Apesar de ter admitido à discussão este projecto de lei, o presidente da Assembleia da República fê-lo com reservas: Aguiar-Branco teme que várias das suas disposições sejam inconstitucionais.
Em entrevista ao Jornal Público, João Santos Marta, associado sénior da SÉRVULO no departamento de Contencioso e Arbitragem, analisou a figura do delator premiado em Portugal, alertando para os desafios constitucionais e processuais que a medida poderá colocar.

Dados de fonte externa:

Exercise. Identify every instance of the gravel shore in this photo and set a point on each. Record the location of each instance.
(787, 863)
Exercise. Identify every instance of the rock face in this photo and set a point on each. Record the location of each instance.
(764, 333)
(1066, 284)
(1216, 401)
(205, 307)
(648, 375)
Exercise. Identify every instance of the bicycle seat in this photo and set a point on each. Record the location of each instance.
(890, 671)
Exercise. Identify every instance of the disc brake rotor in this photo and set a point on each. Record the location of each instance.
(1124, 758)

O advogado antecipa uma discussão intensa em torno da constitucionalidade da proposta, considerando que esta representa “uma caixa de Pandora que mexe com a arquitetura do processo penal português”. Entre as principais questões levantadas, destaca a indefinição dos termos dos acordos a celebrar entre o arguido colaborador e as autoridades judiciárias, alertando para o risco de potenciais abusos e para os desafios que o mecanismo poderá colocar ao equilíbrio das garantias processuais.
João Santos Marta sublinha ainda que, em processos com vários arguidos, a colaboração de um deles com as autoridades poderá ter impacto nos direitos de defesa dos restantes, designadamente no que respeita ao direito ao silêncio. As reservas manifestadas pelo advogado inserem-se no debate em curso sobre a compatibilidade desta solução com os princípios fundamentais do processo penal português.